The new identity source of type "Active Directory (Windows Integrated Authentication)" appears in the list.

3. View list of Active Directory users

As explained previously, adding an identity source allows you to use user accounts present on an Active Directory domain controller to connect to this vSphere Client.
To check this, go to: Single Sign-On -> Users and Groups -> Users.

By default, the selected domain and the SSO domain created when deploying VMware vCenter Server (or VCSA).
The default SSO domain is "vsphere.local".

If you open the "Domain" list, you will see your Active Directory domain appear.
If you select it, you will see that the list of users present in this Active Directory domain will appear.

For example: in our case, we can see our user "InformatiUser" appear.

4. Add a member to a group

As a demonstration, we will add a user from our Active Directory domain to the “Administrators” group of vCenter Server.
To do this, go to the “Groups” tab and click on the group name “Administrators”.

Next, click on the link: Add Members.

In the "Add Members" line, select your Active Directory domain name (eg: informatiweb.lan) from the list, then type the name of a user in the following box.
In our case, we specify "Administrator" and vCenter Server finds the "Administrator" user account in our Active Directory domain.

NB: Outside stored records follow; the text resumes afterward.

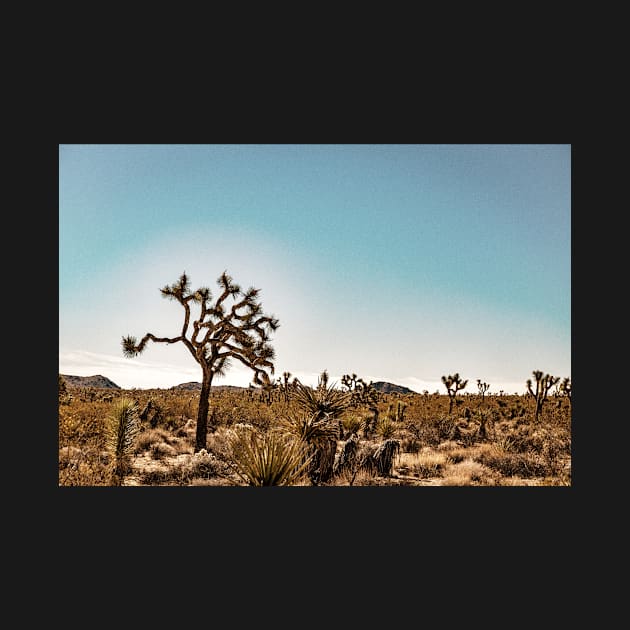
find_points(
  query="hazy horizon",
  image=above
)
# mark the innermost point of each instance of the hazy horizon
(400, 263)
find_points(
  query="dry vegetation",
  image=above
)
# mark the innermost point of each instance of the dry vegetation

Click on this user's name.

The Administrator account appears in the list of members of this group.
Click Save.

As you can see, the user from our Active Directory domain has been added to the "Administrators" group of VMware vCenter Server.

5. Logging in with an Active Directory user account

Log out of the vSphere Client (by clicking your username at the top right of the page), then attempt to log in with the Active Directory user account you just added to the VMware "Administrators" group vCenterServer.

In our case, we therefore indicate:

• Administrator@informatiweb.lan
• his password

Then we click on Login.

As expected, we have access to the vSphere Client and we have as many rights as before given that our user account is part of the "Administrators" group of VMware vCenter Server.